Oui, mais les archives du centre pénitentiaire ont brûlé dans un incendie en 1959. Donc je me suis plongé dans la presse de l'époque. Et ça, c'est une merveille, c'est-à-dire que ce ne sont pas des rapports ou des écrits de "sachants" mais la vision et les mots de l'époque. Donc je cherche, je me documente sur les conditions de vie à Belle-Ile, les conditions de vie des enfants, la maltraitance, etc. Mais ça ne fait toujours pas un roman. Et puis là, dans la presse, je tombe sur la révolte de 1934, et sur cette information : 56 qui s'évadent, 55 qui sont repris. Et le 56e ? Mon Dieu, il en manque un. Et là je regarde les journaux des jours qui suivent. On sent que la presse qui fait marche arrière. "La police nous prie d'insérer ou d'indiquer" que non, en fait le 56e s'était déjà évadé auparavant. On dit ensuite qu'il se sera noyé. Un autre gendarme dit, "il aura peut-être trouvé un jupon accueillant sur l'île". Et là, moi je me dis, attends mon petit bonhomme, là, il y a un trou dans l'histoire, dans l'actualité, dans la vraie vie. Et là je me dis : "Papa, tu voulais que j'aille en maison de redressement, eh bien j'y vais !" Et voilà, le roman est là. Je peux créer Jules.
Le personnage de Jules, comment l'avez-vous imaginé ?
Je pouvais faire de Jules un petit orphelin qui se fait taper dessus. Mais non, parce que je me suis fait taper dessus, mais je n'étais pas orphelin. Moi ce que je veux, c'est que tout ça sorte, que tout ce que j'ai vécu sorte. Je veux une teigne. J'étais un enfant bègue, extrêmement bègue. On se moquait de moi. J'ai passé mon enfance à faire taire les moqueries, les humiliations, qu'elles soient dirigées contre moi ou contre les autres, par les poings, c'est moche, c'est atroce, mais c'est comme ça. Je n'avais pas la parole. L'oralité m'était interdite, et elle va m'être interdite longtemps.
"Et toute ma vie, je me suis dit, ces poings-là, il faut que je les oublie, il faut que je trouve autre chose que cette violence-là."

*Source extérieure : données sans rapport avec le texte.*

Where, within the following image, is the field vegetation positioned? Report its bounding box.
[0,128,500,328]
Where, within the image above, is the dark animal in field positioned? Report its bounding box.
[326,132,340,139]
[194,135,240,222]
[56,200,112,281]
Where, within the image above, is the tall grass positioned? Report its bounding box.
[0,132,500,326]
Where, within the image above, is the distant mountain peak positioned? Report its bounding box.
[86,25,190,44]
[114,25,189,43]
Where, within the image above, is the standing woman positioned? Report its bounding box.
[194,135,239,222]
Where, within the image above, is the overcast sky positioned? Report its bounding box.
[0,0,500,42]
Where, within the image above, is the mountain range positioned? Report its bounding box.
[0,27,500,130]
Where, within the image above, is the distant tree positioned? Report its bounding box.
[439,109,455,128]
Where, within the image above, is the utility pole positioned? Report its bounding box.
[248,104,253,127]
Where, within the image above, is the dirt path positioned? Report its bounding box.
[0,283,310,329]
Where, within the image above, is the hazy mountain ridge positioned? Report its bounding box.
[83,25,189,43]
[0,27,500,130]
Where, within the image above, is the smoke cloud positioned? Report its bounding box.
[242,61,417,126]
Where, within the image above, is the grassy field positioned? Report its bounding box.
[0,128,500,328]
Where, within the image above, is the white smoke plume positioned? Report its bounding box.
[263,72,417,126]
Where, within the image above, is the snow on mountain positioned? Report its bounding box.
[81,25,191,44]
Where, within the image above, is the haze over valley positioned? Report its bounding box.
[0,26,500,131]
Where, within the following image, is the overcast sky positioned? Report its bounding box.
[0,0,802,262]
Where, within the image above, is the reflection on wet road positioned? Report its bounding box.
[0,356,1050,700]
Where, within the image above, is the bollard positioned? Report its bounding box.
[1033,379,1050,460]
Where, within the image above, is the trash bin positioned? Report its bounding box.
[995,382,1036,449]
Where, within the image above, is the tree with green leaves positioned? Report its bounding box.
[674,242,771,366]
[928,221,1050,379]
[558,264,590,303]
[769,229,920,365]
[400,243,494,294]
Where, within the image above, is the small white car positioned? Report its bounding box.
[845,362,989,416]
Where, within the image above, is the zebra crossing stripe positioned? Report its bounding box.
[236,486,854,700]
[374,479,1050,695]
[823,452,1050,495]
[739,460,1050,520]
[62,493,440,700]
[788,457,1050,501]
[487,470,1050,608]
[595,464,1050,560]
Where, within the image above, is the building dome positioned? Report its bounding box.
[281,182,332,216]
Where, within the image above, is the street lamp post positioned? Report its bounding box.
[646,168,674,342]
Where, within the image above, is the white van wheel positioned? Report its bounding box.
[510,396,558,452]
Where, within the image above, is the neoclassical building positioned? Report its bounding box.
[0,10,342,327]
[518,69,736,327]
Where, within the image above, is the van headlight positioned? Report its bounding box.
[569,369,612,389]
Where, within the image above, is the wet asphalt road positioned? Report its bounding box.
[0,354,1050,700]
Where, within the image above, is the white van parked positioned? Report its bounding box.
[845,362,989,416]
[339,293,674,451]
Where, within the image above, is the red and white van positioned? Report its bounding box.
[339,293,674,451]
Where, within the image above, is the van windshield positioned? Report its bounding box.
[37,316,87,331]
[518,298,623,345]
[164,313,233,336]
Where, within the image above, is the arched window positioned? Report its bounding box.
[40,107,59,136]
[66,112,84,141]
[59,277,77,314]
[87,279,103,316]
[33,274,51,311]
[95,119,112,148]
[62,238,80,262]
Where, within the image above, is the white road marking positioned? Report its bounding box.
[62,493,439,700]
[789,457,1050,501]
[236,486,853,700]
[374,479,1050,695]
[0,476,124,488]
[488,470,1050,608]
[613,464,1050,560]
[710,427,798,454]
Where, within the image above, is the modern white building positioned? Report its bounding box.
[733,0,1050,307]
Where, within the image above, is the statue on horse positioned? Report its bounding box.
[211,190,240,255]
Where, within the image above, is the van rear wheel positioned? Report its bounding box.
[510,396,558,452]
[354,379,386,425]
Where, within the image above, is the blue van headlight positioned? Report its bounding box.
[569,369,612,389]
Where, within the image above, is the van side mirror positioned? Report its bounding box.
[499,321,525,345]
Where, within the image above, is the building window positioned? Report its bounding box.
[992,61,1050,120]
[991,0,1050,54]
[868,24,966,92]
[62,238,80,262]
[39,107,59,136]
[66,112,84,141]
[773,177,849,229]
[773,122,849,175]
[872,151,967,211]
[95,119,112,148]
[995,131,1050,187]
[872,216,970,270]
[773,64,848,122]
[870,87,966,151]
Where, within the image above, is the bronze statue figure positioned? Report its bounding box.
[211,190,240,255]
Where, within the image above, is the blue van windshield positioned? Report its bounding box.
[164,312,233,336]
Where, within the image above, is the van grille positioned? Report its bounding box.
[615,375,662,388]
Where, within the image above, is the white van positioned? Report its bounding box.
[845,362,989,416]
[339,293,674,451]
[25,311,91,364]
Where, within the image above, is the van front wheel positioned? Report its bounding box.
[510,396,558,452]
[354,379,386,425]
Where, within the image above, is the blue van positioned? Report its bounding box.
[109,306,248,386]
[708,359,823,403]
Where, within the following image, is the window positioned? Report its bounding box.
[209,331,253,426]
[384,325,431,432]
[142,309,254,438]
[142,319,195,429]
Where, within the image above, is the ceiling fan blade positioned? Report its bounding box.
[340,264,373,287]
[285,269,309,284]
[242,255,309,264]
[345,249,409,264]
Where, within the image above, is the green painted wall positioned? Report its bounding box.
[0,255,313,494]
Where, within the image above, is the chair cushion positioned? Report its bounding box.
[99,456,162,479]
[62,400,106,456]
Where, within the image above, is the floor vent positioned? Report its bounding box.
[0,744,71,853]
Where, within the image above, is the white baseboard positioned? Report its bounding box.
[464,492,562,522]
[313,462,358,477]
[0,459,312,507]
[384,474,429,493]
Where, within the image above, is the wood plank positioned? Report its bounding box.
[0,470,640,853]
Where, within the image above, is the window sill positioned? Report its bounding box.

Sorj Chalandonà franceinfo Culture
Il est en moi cet enfant. Je suis obligé d'avoir cet enfant-là en moi. Donc le personnage de Jules, je l'ai construit à partir de mes colères, à partir de ma rage. Ce n'est pas une rage de tuer, c'est une rage de vivre. C'est important. Je déteste le côté "victime", c'est quelque chose qui me qui me hérisse. Autant mourir sous les coups, c'est ce que je me disais lorsque j'étais petit. Et j'offre ça à Jules. Je ne veux pas qu'il soit un petit orphelin. Je ne veux pas qu'il soit un petit souffreteux. Je ne veux pas qu'il soit un chien. Il n'a plus confiance en personne, mais je veux qu'il s'ouvre, comme moi j'ai rencontré dans la vie des gens qui m'ont ouvert. Pour moi, les conditions de vie dans le centre et l'évasion n'étaient qu'une partie du livre. Ce que je voulais, c'était faire le portrait d'un gamin qui apprend à desserrer les poings. Ce livre aurait pu s'appeler aussi la métamorphose. C'est la métamorphose du petit Jules en homme bien.
Et pourquoi un roman, et pas un reportage, ou une enquête ?
Le "56e", c'est extrêmement important pour moi, comme quand j'ai travaillé sur Le jour d'avant, sur les mineurs, ou sur d'autres romans, de ne pas m'emparer d'un personnage réel. Je suis journaliste, au fond de moi, totalement. Si on me demande ce que je fais, je ne suis pas écrivain, je ne suis pas plombier zingueur, je suis journaliste. Avec le "56e", je suis libre, la vérité historique me dit : tu as le droit d'y aller, profite, on n'a pas réussi nous, l'actualité, à faire la lumière sur le 56e. Donc ce gamin, vas-y prends-le.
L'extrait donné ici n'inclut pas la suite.